DISCOS
MUDDO / Maria
Space Between Something EP / Isto Nem É Uma Beat Tape EP
· 18 Nov 2016 · 21:43 ·
MUDDO / Maria
Space Between Something EP / Isto Nem É Uma Beat Tape EP
2016
Alienação / Ed. de Autor
MUDDO / Maria
Space Between Something EP / Isto Nem É Uma Beat Tape EP
2016
Alienação / Ed. de Autor
O som dos subúrbios.
Esta é a história de um artista em constante evolução. Quando conhecemos pela primeira vez David Almeida, ele andava a polvilhar o reggae boa onda dos Black Bombain (que durante muitos anos foram o único elo de ligação de Alverca com a música) com o som que provinha dos seus teclados. Anos depois, encontrámo-lo nos A2 Project, projecto de electrónica suave com influências drum n' bass, sobre o qual até falámos aqui. Daí aos brevíssimos Mate - que chegaram a participar num Vodafone Band Scouting - foi um pulinho, e ao longo de meses fomo-nos deleitando com as malhas que nos ia enviando por chat, iluminando as noites aborrecidas de mais uma cidade suburbana no mapa.
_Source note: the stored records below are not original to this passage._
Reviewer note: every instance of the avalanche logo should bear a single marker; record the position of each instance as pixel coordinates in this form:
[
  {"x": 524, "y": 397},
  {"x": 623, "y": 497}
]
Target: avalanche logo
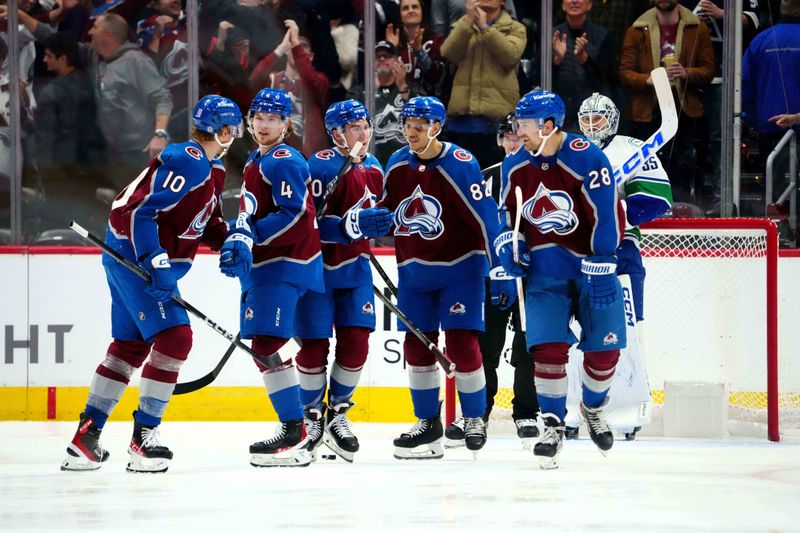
[
  {"x": 419, "y": 213},
  {"x": 198, "y": 225},
  {"x": 458, "y": 309},
  {"x": 551, "y": 211}
]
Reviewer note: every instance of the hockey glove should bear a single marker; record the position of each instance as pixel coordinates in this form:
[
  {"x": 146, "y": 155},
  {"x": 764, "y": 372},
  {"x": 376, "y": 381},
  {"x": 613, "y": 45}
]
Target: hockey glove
[
  {"x": 236, "y": 256},
  {"x": 504, "y": 247},
  {"x": 162, "y": 283},
  {"x": 366, "y": 223},
  {"x": 502, "y": 288},
  {"x": 600, "y": 277}
]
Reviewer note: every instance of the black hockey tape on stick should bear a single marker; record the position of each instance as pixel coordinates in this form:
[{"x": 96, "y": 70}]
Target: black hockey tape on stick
[
  {"x": 270, "y": 362},
  {"x": 448, "y": 365}
]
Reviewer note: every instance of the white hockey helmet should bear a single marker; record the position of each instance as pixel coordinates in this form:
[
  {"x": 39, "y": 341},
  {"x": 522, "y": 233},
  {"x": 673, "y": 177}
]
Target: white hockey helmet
[{"x": 596, "y": 129}]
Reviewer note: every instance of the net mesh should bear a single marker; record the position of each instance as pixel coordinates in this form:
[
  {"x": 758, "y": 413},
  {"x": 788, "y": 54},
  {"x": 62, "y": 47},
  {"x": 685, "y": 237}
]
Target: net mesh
[{"x": 705, "y": 321}]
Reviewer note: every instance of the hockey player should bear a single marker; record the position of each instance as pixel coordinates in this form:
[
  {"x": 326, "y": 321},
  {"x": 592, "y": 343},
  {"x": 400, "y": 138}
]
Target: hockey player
[
  {"x": 277, "y": 220},
  {"x": 500, "y": 306},
  {"x": 158, "y": 220},
  {"x": 647, "y": 195},
  {"x": 347, "y": 219},
  {"x": 573, "y": 225},
  {"x": 444, "y": 217}
]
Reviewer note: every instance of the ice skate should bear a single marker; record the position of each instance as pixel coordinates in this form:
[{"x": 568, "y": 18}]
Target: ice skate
[
  {"x": 338, "y": 435},
  {"x": 146, "y": 453},
  {"x": 475, "y": 435},
  {"x": 454, "y": 434},
  {"x": 314, "y": 423},
  {"x": 527, "y": 430},
  {"x": 599, "y": 430},
  {"x": 550, "y": 443},
  {"x": 286, "y": 448},
  {"x": 85, "y": 451},
  {"x": 422, "y": 441}
]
Tanta produção, tantas experiências e tanto suor derramado por cima de todos os aparelhos que utiliza para construir a sua música depois, David Almeida teria que colher, naturalmente, os frutos do seu trabalho. Eis-nos chegados tanto a MUDDO como a Maria, dois dos monikers com os quais fez música em 2016, e que o têm levado a andar de boca em boca, dos agentes mais refundidos - como os do Desterro - aos mais estelares - como o Rimas & Batidas de Rui Miguel Abreu. Foi sorte? Não, foi qualidade. E isto é bonito; é que longe de patriotismos ou bairrismos bacocos, ver um gajo da terra a dar cartas (e a dá-las porque, de facto, oferece algo que deve ser valorizado) quase que faz o nosso coração de pedra soltar uma lagrimita.

Isto é música sobretudo para os subúrbios, para todas as facetas desta geração que habita a zona cinzenta que existe entre a cidade grande e o espaço rural. Se MUDDO se atira ao house e constrói melodias cósmicas passíveis de serem dançadas nos Lofts desta vida, Maria é o lado guetizado da juventude que quer mais. Um é hedonismo, o outro consciência. Duas faces de uma só moeda cunhada no mesmo local. Dois vértices de um gajo polimórfico, dentro da electrónica, uma pessoa sem um único estilo definido, mas todos os estilos possíveis.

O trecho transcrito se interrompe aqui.